Analyzing library use with BigQuery

2019-07-15T06:00:00-07:00

How do people use your technology? Ask any website owner, and they’ll point to rich Google Analytics charts. Many applications have built-in analytics that tell developers how features are used. If you are an OSS library author, however, you don’t have these tools available.

In this post, I’m going to demonstrate how you can use BigQuery to get usage info for your open-source libraries. Skip ahead to the advanced stuff if you don’t need any convincing.

Are library analytics important?

I think it’s widely accepted that data driven decision-making is effective in many circumstances. Having downloads data is only a course-grained adoption indicator, but it does not help you understand important usage questions like:

How many users would I break if I change this API?
Are projects adopting this new feature?
Which deprecated APIs can I drop from the next major version?
In what context are people using this library?

I have provided examples to start answering these questions below.

In my experience, even partial data and answers can de-risk large efforts or stop fatally flawed work before investing too much. Understand your default action first before jumping into data.

Data analysis won’t help you if you don’t have much data, obviously. Even if you haven’t shipped something to measure, much can be learned from how users use similar technologies.

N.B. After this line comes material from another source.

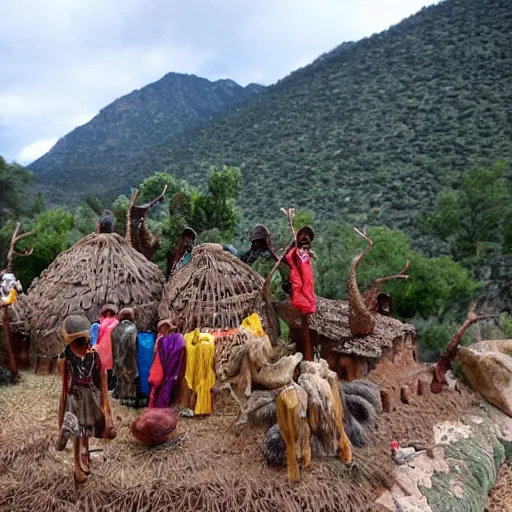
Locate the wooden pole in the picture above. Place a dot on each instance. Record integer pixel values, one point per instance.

What you need to know about BigQuery

I’m not going to cover how to use Google BigQuery in this post. They have excellent docs that will give you the basics in a jiffy.

All you need to know is:

It is a very high-scale data store queried using a standard SQL syntax.
It has many useful public data sets, including a GitHub Activity dataset we’ll see today.
You can query up to 1TB of data per month for free. You can get quite a lot done with that amount; I share data-savings tips below.

BigQuery is awesome. You might feel a child-like sense of wonder when querying Terabytes in seconds.

Library use analysis with example queries

Here are some queries I make to answer common questions about my projects. You can try these out yourself after you enable BigQuery and the GitHub Activity dataset on your Google account.

The first thing we’ll want to do is save a subset of file contents to our own table to save a bunch of data. Make sure you “Create Dataset” so you can store your own BigQuery tables. You can story 10GB for free.

Create your own (much smaller) files and contents tables. Change the WHERE clauses to only match what you’re interested in.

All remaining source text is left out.